Based on the allegations in the instant complaint, it appears that the improper opening of the Dentons Law Firm correspondence was just such a negligent or inadvertent action. Even if the original incident of improper mail handling in March 2014 also involved a true legal letter, as opposed to some non-legal but "privileged" mail (which cannot be discerned due to Plaintiff's incomplete factual description), this would not suggest a systematic pattern or practice of violating Plaintiff's constitutional rights. Further, Plaintiff has not made any showing that he was harmed in any way. In consideration of all these factors, the complaint fails to state a constitutional claim upon which relief may be granted. This action shall accordingly be dismissed with prejudice.


For the reasons stated above, this action is DISMISSED with prejudice for failure to state a claim upon which relief may be granted. Defendants GROUNDS, CLARK, and HILDEBRANDT are DISMISSED from this action with prejudice.

Plaintiff is ADVISED that this dismissal shall count as one of his three allotted "strikes" under the provisions of 28 U.S.C. § 1915(g). Plaintiff's obligation to pay the filing fee for this action was incurred at the time the action was filed, thus the filing fee of $350.00 remains due and payable. See 28 U.S.C. § 1915(b)(1); Lucien v. Jockisch, 133 F.3d 464, 467 (7th Cir. 1998).

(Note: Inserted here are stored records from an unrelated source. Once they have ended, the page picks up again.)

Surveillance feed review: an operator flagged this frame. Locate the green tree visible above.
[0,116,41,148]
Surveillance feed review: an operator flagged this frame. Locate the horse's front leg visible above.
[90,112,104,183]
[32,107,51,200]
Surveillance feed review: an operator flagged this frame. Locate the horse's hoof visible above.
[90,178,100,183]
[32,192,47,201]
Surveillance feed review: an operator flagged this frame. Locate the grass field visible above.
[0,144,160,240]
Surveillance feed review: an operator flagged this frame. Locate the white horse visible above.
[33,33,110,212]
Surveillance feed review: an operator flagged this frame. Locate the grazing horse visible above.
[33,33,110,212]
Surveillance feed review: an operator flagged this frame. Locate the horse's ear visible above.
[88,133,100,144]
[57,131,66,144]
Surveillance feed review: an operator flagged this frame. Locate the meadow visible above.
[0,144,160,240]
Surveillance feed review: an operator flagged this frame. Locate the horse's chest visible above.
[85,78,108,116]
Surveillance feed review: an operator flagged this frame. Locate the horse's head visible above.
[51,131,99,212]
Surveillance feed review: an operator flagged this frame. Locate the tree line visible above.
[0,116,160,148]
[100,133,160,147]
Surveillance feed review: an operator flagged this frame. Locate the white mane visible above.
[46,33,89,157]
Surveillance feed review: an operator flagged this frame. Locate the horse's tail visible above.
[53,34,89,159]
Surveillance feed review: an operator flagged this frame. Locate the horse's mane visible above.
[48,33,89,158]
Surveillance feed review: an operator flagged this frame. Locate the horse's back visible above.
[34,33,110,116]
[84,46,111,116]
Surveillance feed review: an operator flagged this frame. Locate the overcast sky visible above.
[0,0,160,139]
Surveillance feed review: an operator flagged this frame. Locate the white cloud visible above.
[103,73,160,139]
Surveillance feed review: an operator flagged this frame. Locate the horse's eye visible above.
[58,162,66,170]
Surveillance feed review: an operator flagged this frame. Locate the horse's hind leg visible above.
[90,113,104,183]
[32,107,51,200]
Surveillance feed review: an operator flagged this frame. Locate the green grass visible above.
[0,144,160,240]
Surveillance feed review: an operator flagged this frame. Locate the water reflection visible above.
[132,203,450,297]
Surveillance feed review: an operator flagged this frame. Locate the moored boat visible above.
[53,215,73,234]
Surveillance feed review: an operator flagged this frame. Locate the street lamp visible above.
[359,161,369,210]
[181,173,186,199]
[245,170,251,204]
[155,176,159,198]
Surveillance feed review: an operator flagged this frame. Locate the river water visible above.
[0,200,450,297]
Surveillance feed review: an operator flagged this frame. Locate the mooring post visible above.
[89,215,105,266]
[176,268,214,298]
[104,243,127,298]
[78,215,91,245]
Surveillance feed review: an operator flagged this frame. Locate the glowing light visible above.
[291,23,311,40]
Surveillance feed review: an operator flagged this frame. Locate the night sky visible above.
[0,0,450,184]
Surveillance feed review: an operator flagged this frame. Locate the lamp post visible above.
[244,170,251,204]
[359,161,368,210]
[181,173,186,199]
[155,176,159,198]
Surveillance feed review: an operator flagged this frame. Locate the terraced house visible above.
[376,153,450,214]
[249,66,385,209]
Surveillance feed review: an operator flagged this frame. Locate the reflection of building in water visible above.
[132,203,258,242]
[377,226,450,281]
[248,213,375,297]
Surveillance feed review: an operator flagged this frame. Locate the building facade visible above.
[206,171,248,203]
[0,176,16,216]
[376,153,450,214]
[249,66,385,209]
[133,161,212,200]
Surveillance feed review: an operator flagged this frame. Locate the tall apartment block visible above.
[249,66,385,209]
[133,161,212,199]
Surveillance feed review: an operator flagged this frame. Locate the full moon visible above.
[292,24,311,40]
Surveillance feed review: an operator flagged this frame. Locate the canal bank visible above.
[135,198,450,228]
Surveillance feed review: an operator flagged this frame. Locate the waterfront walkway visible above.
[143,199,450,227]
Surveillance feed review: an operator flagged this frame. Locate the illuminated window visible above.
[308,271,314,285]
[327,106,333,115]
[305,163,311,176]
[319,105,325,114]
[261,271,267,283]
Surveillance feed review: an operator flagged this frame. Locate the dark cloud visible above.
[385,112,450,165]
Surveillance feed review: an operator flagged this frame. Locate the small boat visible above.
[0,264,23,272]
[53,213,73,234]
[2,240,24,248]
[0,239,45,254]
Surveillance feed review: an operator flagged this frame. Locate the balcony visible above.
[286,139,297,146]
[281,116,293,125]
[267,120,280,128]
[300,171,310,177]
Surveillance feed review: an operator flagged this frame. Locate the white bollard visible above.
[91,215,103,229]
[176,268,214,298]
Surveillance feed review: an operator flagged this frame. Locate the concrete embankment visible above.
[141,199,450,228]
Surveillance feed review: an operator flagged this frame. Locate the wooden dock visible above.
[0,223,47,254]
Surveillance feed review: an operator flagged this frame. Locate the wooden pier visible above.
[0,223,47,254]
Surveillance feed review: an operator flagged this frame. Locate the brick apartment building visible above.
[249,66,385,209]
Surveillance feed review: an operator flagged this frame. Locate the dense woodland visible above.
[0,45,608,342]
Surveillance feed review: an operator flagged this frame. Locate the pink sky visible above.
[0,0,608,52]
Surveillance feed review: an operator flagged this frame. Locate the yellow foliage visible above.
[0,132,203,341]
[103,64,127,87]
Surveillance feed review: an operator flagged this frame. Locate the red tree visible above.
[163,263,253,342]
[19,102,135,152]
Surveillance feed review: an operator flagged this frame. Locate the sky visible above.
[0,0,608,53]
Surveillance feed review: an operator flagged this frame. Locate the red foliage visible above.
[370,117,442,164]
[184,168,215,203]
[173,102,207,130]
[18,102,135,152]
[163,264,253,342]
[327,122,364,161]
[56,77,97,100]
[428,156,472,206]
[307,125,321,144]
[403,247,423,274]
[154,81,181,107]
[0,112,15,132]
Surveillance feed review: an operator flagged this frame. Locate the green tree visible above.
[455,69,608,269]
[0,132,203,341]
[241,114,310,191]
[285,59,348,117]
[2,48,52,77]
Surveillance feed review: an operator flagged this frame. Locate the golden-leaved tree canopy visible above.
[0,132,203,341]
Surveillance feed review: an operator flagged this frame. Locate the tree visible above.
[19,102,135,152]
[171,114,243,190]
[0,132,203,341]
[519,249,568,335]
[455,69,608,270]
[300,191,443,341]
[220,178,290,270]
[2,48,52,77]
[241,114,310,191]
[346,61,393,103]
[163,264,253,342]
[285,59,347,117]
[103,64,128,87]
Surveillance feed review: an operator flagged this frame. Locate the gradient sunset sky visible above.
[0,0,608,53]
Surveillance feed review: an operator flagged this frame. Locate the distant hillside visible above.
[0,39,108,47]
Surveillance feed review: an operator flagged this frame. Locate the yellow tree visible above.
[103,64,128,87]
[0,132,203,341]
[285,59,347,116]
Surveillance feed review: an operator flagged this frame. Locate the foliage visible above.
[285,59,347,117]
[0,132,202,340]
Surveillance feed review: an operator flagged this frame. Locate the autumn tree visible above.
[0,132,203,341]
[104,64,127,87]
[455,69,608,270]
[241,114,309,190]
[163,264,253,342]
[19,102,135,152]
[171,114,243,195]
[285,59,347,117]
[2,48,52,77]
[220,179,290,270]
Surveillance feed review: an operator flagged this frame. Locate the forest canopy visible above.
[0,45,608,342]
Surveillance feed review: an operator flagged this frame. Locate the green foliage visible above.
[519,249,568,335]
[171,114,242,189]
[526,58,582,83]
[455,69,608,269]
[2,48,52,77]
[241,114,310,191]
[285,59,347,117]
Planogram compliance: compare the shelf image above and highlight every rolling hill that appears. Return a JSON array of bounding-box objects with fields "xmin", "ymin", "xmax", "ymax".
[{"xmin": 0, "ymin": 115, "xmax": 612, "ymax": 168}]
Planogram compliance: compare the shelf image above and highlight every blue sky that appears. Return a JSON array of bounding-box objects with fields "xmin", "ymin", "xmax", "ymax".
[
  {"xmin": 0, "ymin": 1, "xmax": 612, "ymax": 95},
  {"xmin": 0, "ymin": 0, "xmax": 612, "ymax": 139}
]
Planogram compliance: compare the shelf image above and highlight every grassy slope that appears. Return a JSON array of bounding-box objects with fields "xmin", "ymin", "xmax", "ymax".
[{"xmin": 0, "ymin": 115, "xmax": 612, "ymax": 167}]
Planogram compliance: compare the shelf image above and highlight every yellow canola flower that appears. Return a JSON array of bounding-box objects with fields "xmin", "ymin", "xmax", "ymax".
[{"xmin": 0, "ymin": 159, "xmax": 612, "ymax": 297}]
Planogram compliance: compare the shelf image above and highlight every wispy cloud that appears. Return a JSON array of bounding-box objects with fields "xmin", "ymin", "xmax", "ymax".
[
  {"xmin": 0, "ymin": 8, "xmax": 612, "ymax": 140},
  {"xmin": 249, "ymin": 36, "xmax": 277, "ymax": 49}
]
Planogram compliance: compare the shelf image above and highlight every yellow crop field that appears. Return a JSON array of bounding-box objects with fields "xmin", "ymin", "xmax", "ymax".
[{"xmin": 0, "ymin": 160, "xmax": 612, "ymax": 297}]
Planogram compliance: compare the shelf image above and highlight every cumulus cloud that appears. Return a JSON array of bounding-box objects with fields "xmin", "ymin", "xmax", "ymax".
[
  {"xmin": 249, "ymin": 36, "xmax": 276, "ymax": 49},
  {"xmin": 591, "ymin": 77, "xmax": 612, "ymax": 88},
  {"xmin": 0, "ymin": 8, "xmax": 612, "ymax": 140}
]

If Plaintiff wishes to appeal this dismissal, he may file a notice of appeal with this Court within thirty days of the entry of judgment. FED. R. APP. P. 4(a)(1)(A). A motion for leave to appeal in forma pauperis should set forth the issues Plaintiff plans to present on appeal. See FED. R. APP. P. 24(a)(1)(C). If Plaintiff does choose to appeal, he will be liable for the $505.00 appellate filing fee irrespective of the outcome of the appeal. See FED. R. APP. P. 3(e); 28 U.S.C. § 1915(e)(2); Ammons v. Gerlinger, 547 F.3d 724, 725-26 (7th Cir. 2008); Sloan v. Lesza, 181 F.3d 857, 858-59 (7th Cir. 1999); Lucien v. Jockisch, 133 F.3d 464, 467 (7th Cir. 1998). Moreover, if the appeal is found to be nonmeritorious, Plaintiff may also incur another "strike." A timely motion filed pursuant to Federal Rule of Civil Procedure 59(e)[3] may toll the 30-day appeal deadline. FED. R. APP. P. 4(a)(4).

The Clerk shall CLOSE THIS CASE and enter judgment accordingly.